Far be it from me to suggest that anyone should find cooking with wine in Britain off-puttingly expensive, but I do concede that, thanks to our swingeing taxes on alcohol, it can be expensive. The trouble with wine is that once opened, it doesn’t keep, so anything left over has to be drunk (isn’t life hard?) which means that next time you want to cook with wine you have to buy another bottle.
This is where, spirits and fortified wines have the edge. Spirits, including liqueurs, don’t actually live indefinitely, but their deterioration is slow and slight, as you will know if you have a liqueur hoard from Christmases past stacked up at the back of the cupboard. Madeira lives a very long time and port should keep well enough for a few weeks in the fridge (we’re not talking here about expensive vintage port that should be drunk within two or three days, not frittered away in a frying pan). Fino and manzanilla are the most fragile of the various types of sherries, but if you keep them refrigerated they should be fine for cooking for two or three weeks. Dry white French vermouth, such as Noilly Prat, is extremely useful: you can usually use it where a recipe calls for white wine, but its shelf-life is limited, like fino and manzanilla.
The other advantages of spirits are drama and ease. Crepes flambéed by a greasy waiter at your table in a restaurant may be as naff as it comes, but doing a few steaks or some prawns in view in the kitchen always impresses the guests (just don’t flambé the fixtures, fittings and yourself as well). As for ease, what could be simpler than a ceviche?
Tuna Ceviche with Vodka and Lime
A brilliantly fresh, simple dish that can be made in any quantitites and can be prepared up to 3 hours in advance, giving you time to enjoy your aperitif and your guests. Don’t be put off by the idea of raw tuna: the spirit “cooks” the fish. Vodka works particularly well, but I’ve also made a successful version using Cognac (from a French cookery book inevitably). The one essential is absolutely fresh fish.
Serves 8
800g fresh tuna, ideally cut into four steaks
4 spring onions, finely sliced
1-2 teaspoons grated ginger
Zest of one lime
4 tsps fresh lime juice
4 tbsps vodka
salt and freshly ground pepper
To make cutting the tuna easier, chill it in the freezer for 20 minutes before you start, or make sure it’s been in the coldest part of the fridge.
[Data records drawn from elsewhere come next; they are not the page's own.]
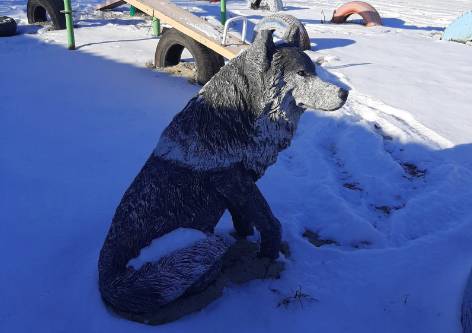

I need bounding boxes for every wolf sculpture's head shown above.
[202,30,348,116]
[154,30,348,178]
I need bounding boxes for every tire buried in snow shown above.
[154,28,225,84]
[26,0,66,30]
[0,16,16,37]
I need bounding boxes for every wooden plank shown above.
[96,0,126,10]
[122,0,248,59]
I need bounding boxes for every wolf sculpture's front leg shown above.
[222,169,282,259]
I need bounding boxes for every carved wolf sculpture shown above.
[98,31,347,313]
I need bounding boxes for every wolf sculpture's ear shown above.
[247,30,276,71]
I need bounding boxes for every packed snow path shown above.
[0,0,472,333]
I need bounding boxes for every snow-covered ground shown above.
[0,0,472,333]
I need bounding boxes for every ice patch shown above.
[127,228,206,269]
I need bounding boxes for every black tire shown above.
[26,0,66,30]
[154,28,225,84]
[254,13,311,50]
[0,16,16,37]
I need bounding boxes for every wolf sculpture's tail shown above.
[100,235,230,314]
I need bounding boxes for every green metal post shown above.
[220,0,226,25]
[152,16,161,37]
[64,0,75,50]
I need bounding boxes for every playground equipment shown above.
[24,0,310,84]
[442,11,472,43]
[253,13,311,50]
[26,0,66,30]
[0,16,16,37]
[97,0,310,84]
[331,1,382,27]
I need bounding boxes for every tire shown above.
[26,0,66,30]
[254,13,311,50]
[154,28,225,84]
[0,16,16,37]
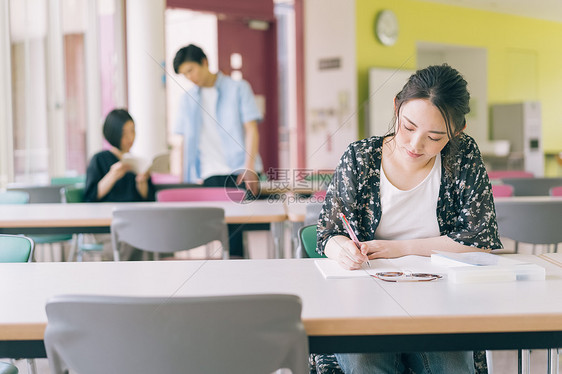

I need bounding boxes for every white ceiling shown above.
[423,0,562,22]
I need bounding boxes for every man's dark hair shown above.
[174,44,207,74]
[103,109,135,149]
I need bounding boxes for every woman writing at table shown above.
[84,109,154,202]
[318,65,502,374]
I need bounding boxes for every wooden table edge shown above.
[303,314,562,336]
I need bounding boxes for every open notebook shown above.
[315,255,447,279]
[315,252,546,283]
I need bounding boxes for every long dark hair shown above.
[393,64,470,172]
[103,109,135,149]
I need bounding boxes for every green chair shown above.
[0,234,35,262]
[0,362,19,374]
[298,225,326,258]
[0,234,37,374]
[60,183,103,261]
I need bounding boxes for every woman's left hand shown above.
[363,240,407,260]
[135,171,150,183]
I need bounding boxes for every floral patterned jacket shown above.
[317,133,502,253]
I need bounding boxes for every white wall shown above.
[304,0,357,169]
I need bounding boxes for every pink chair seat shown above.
[488,170,535,179]
[492,184,513,197]
[550,186,562,196]
[156,187,246,203]
[150,173,180,184]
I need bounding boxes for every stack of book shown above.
[431,251,546,283]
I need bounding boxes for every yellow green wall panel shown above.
[356,0,562,158]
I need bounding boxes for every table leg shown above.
[517,349,531,374]
[291,222,305,258]
[271,221,285,258]
[547,348,560,374]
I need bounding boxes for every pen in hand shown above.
[339,212,371,267]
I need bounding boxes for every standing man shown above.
[174,44,262,195]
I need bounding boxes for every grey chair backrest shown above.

Put the steaks flat on a board and slice down through them to give strips not much thicker than a pound coin (sometimes you will be cutting across the grain, sometimes along it). Cut the slices into squares roughly the size of a postage stamp and remove any stray bits of membrane.
Put the tuna in a shallow dish and add all the other ingredients, including a generous amount of salt (apologies to the health police).
Refrigerate for 1–3 hours. Serve on salad leaves and snip some flat-leaf parsley or coriander over the, by now less pink, tuna. Drink a really crisp dry white wine or vodka.